Temas Especiales

29 de Jun de 2022

Nacional

Wine critics are full of... Shiraz

I don’t trust wine critics. They trade on snobbery and overblown adjectives to impress the ‘hoi-paloi’. Super 99 or Riba’s $8 vintages a...

I don’t trust wine critics. They trade on snobbery and overblown adjectives to impress the ‘hoi-paloi’. Super 99 or Riba’s $8 vintages are the best for me; they’re cheap plentiful, and have a kick. Recently, well-known wine-taster Robert Parker decreed that this year’s French grape harvest would be exceptional for taste and quality. No sooner did he make this prediction that wine futures for French Bordeaux soared. Few people remember that earlier, most of the wine cognoscenti said this year’s crop would taste yucky because of bad weather.

So who’s right? No one. Motta’s wine experts tell me that good, tasty wines aren’t always the most expensive ones. In fact, there is little relationship between price and quality for the wines most people drink.

Cheap wines. My rule of thumb: shop in the $7-10 range among the Australian reds, California/Washington State reds and whites. Stay away from the annual Beaujolais Nouveau brands imported from France every October and accompanied by a huge publicity campaign. They are a ‘sizzle, without the steak’, cost about double what they should, and taste like watered-down grape juice. TIP: better-tasting and cheaper Nouveaus are sold by Italian vintners and a good French Gamay will cost less and taste just as good.

Some Panamanian supermarkets sell $3-5 wine imported from Spain. Are they bargains? I don’t think so. If you do find a $3 supermarket wine, that knocks your socks off; check your socks.

Costly free trade ? Do we really know the benefits of a Panama Free Trade Agreement with Canada and the United States?
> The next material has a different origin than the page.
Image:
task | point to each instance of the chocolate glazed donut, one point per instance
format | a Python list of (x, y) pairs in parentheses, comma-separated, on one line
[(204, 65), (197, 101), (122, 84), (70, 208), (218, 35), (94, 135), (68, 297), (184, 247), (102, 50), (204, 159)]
No we don’t.

The other night I had dinner with a prominent Panama attorney who has taught and practiced commercial law in Panama for over thirty years and is well-connected with the government. He is not convinced that either trade Agreement would be in the best interests of Panama. He also deplores the lack of a comprehensive public consultation in Panama involving important stakeholders from the agricultural, fishing, financial, resource, and other important sectors.

Quo vadis Canada ? Why the hurry? Thankfully, you didn’t sign this Agreement with the PRD lame-duck government. But, a fifth round of negotiations has come to an end and Canada will soon be asked to sign a stale treaty predicated upon a time when all ships were rising in a buoyant world economy.

Now, we have a world recession underfoot and Panama will have to subsidize many of its products to feed and care for its people and stay competitive with other markets. Will it be able to do so, in a horrid economy where its hands will be tied by a country that is feeling fewer of the effects of recession that is predicted by most economists to cut Panama’s GDP by two-thirds?

Last month fruit sold at a fruit stand in Southern Ontario was selling for less than fruit sells in Panama. Is it really conceivable that Panamanian farmers can survive when Canada sells larger products for less?

I suggest Panama and Canada each hold a week of public hearings in their respective countries to ensure that what was first agreed to in the four previous rounds is still beneficial to both countries.

My advice is the same for the American FTA with Panama. Only difference would be clamping down on off-shore tax-evaders by making financial institutions and the government disclose the names of their investment account holders and corporate directors. It may be as simple as Panamanian firms requiring American investors to send a disclosure form to the U. S. Treasury before accepting any investment firm in Panama over $10,000.

Remember, both FTA’s are the product of U. S. and Canadian conservative governments that believe globalization is the cure for all economic ills. Right, worked for the banks and automakers. NOT. Fortunately, my lawyer friend wants more proof.

Panama calling. There are more than 6,000 people working in 79 Panama call centers where they earn about $800 monthly (more than twice Panama’s $300 minimum wage). They are bilingual (English and Spanish) clerks who respond mostly to customers calling from the States with questions relative to automobiles, telecommunications, electrical appliances, and electronic products. The business has become highly competitive with more companies relocating to the Dominican Republic, El Salvador and Guatemala where salaries are much less.